I created a pivot table to view the outcomes of campaigns started at different times. I added a filter for Parent Categories. By assigning Dates Created and Years as rows and Outcomes to columns I was able to create a line chart to show the success of campaigns throughout the year.
I determined that May seemed to be an ideal time to launch a Theater campaign. The number of successful campaigns showed a steady decline over the Summer months.
When I looked at descriptive statistics as they related to outcomes related to goals and amounts pledged, there seemed to be a correlation between the goal and the success. To analyze this further, I created a sheet that broke down the Goals into twelve ranges. I then used the '=COUNTIFS' function to pull the number of campaigns for each outcome within each goal range. This data was specific to plays. Then I used '=SUM' to find the total number of campaigns for each goal range.
I then created a line chart to visualize the percentage of successful campaigns in each goal range. There was no need to create a Pivot Table here as the data I needed was already in tabular form and specific to my needs.
While creating the pivot table and chart for the Outcomes Based on Launch Date, I encountered a couple of difficulties. I noticed that there was an extra field created called "YEARS2". Somehow there was a row for both YEARS and YEARS2. After I deleted YEARS2 from the rows of the table layout, both the table and the chart were easy to understand and filter.
As I was creating the table for Outcomes Based on Goals, I noticed that the numbers in the Successful and Failed columns were very similar for every row. I also noticed that my line chart was pretty straight. I looked back at the function and referenced my notes to be sure I had written it correctly, but didn't notice any errors. I opened the function builder to check again that I had the correct information in each section. To check the calculations, I returned to the Kickstarter sheet and filtered on Plays and a goal range to check the count. I noticed the numbers my functions were returning greatly differed from the actual counts. I again checked my function and noticed I had referenced the Pledged column instead of the Goals column. I fixed the error, but still did not get the output I was looking for.

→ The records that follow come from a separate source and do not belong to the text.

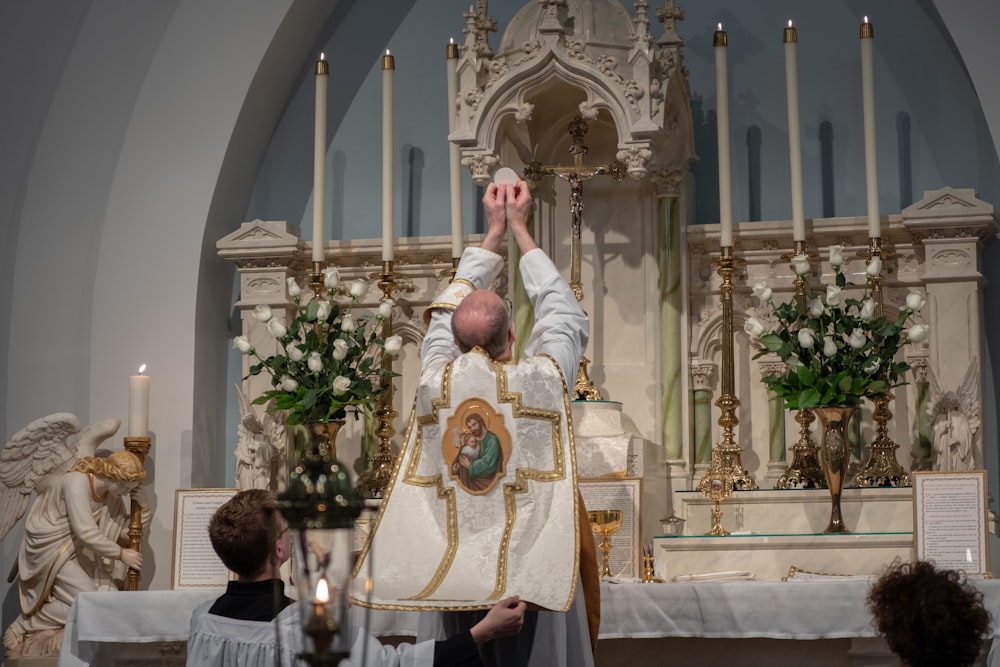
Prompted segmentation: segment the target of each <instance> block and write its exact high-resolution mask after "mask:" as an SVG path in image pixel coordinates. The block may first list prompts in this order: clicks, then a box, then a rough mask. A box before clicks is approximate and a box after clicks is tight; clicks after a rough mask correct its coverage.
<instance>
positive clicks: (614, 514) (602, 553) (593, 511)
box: [587, 510, 622, 579]
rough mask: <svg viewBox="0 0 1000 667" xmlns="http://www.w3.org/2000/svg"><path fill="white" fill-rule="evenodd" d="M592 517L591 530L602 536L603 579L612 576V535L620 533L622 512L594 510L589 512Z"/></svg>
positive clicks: (591, 520) (591, 517)
mask: <svg viewBox="0 0 1000 667" xmlns="http://www.w3.org/2000/svg"><path fill="white" fill-rule="evenodd" d="M587 514H589V515H590V529H591V530H593V531H594V534H595V535H600V536H601V537H602V538H603V539H602V540H601V578H602V579H603V578H604V577H610V576H611V567H610V566H609V560H610V556H611V540H610V539H609V538H610V536H611V533H615V532H618V530H619V529H620V528H621V527H622V511H621V510H594V511H592V512H587Z"/></svg>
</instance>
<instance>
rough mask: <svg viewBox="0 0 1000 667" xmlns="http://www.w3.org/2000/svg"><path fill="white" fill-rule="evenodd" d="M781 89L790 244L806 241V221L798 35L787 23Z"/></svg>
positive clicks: (789, 20)
mask: <svg viewBox="0 0 1000 667" xmlns="http://www.w3.org/2000/svg"><path fill="white" fill-rule="evenodd" d="M784 39H785V89H786V91H787V95H788V166H789V171H790V172H791V175H792V178H791V180H792V182H791V189H792V240H794V241H805V240H806V218H805V212H804V210H803V206H802V130H801V127H800V126H799V65H798V57H797V54H796V49H797V48H798V47H797V44H798V41H799V34H798V31H796V30H795V28H794V27H793V26H792V21H791V20H789V21H788V27H787V28H785V37H784Z"/></svg>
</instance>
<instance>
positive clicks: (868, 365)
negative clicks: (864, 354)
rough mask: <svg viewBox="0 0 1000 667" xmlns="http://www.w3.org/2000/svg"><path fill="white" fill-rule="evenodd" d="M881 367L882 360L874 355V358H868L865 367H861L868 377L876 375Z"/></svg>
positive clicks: (862, 369) (861, 369)
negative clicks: (871, 375)
mask: <svg viewBox="0 0 1000 667" xmlns="http://www.w3.org/2000/svg"><path fill="white" fill-rule="evenodd" d="M881 365H882V360H881V359H879V358H878V357H876V356H875V355H874V354H873V355H872V356H870V357H868V360H867V361H865V365H864V366H862V367H861V370H863V371H864V372H865V373H867V374H868V375H875V372H876V371H877V370H878V367H879V366H881Z"/></svg>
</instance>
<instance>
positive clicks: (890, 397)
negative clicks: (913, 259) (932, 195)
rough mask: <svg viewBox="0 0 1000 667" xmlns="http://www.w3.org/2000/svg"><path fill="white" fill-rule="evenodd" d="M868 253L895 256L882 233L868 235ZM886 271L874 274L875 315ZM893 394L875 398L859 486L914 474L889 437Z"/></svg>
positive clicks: (882, 256) (894, 484) (890, 438)
mask: <svg viewBox="0 0 1000 667" xmlns="http://www.w3.org/2000/svg"><path fill="white" fill-rule="evenodd" d="M863 252H864V255H863V256H866V257H867V260H866V261H867V263H869V264H870V263H871V261H872V259H873V258H875V257H878V258H879V260H880V261H882V262H883V268H884V261H885V260H886V259H887V258H888V257H890V256H891V252H890V251H889V250H887V249H885V248H883V247H882V238H881V237H871V238H869V239H868V250H867V251H863ZM859 254H861V253H859ZM883 280H884V277H883V272H882V271H879V272H878V275H876V276H873V277H872V300H873V301H875V317H876V318H878V317H882V315H883V314H884V310H883V300H882V281H883ZM892 399H893V395H892V394H891V393H886V394H885V395H883V396H880V397H878V398H873V399H872V403H873V404H874V409H873V410H872V419H873V420H874V421H875V440H874V442H872V444H871V445H869V447H868V460H867V461H865V463H864V465H862V466H861V469H860V470H859V471H858V474H857V475H856V476H855V477H854V483H853V486H856V487H858V488H871V487H879V486H910V475H909V474H908V473H907V472H906V471H905V470H903V467H902V466H901V465H899V462H898V461H896V450H897V449H899V445H897V444H896V443H895V442H893V440H892V438H891V437H889V426H888V423H889V420H890V419H891V418H892V411H891V410H889V402H890V401H892Z"/></svg>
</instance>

I again referenced my notes and the video clip for creating '=COUNTIFS'. I paused at a certain point and checked my arguments against his. I still did not notice the mistake I made, so I turned to Google. Eventually I notice that my arguments were asking for less than the lower limit and greater than the upper limit. After flipping the inequalities I once again checked my outcomes against a filtered count on the Kickstarter sheet and confirmed my calculations were correct.
-
What are two conclusions you can draw about the Outcomes based on Launch Date? Campaigns that begin in May are more likely to be successful that any other time of year. The percentage of successful campaings steadily declines over the summer months and shows a dramatic dip in December.
-
What can you conclude about the Outcomes based on Goals? A capaign with a goal under $20000 is more likely to be successful.
-
What are some limitations of this dataset? There is not a standard currency for goals and pledges. This makes it difficult to compare outcomes unless the data is filtered to a specific country. I also wonder about the tier of the productions. For instance a play being funded for community theater versus a Broadway or London stage, or a film being funded by a student versus a side project directed by Matt Damon.
-
What are some other possible tables and/or graphs that we could create? I would be interested to see the success of campaigns based on the length of the campain. Does a campaign go stale after a certain time period? If your campaign is too short, do you run the risk of not being fully funded? Should a campaign with a larger goal have a longer duration? Would allowing for more time contribute to the success of a campaign with a larger goal? For this I would examine length of campaign versus goal amount.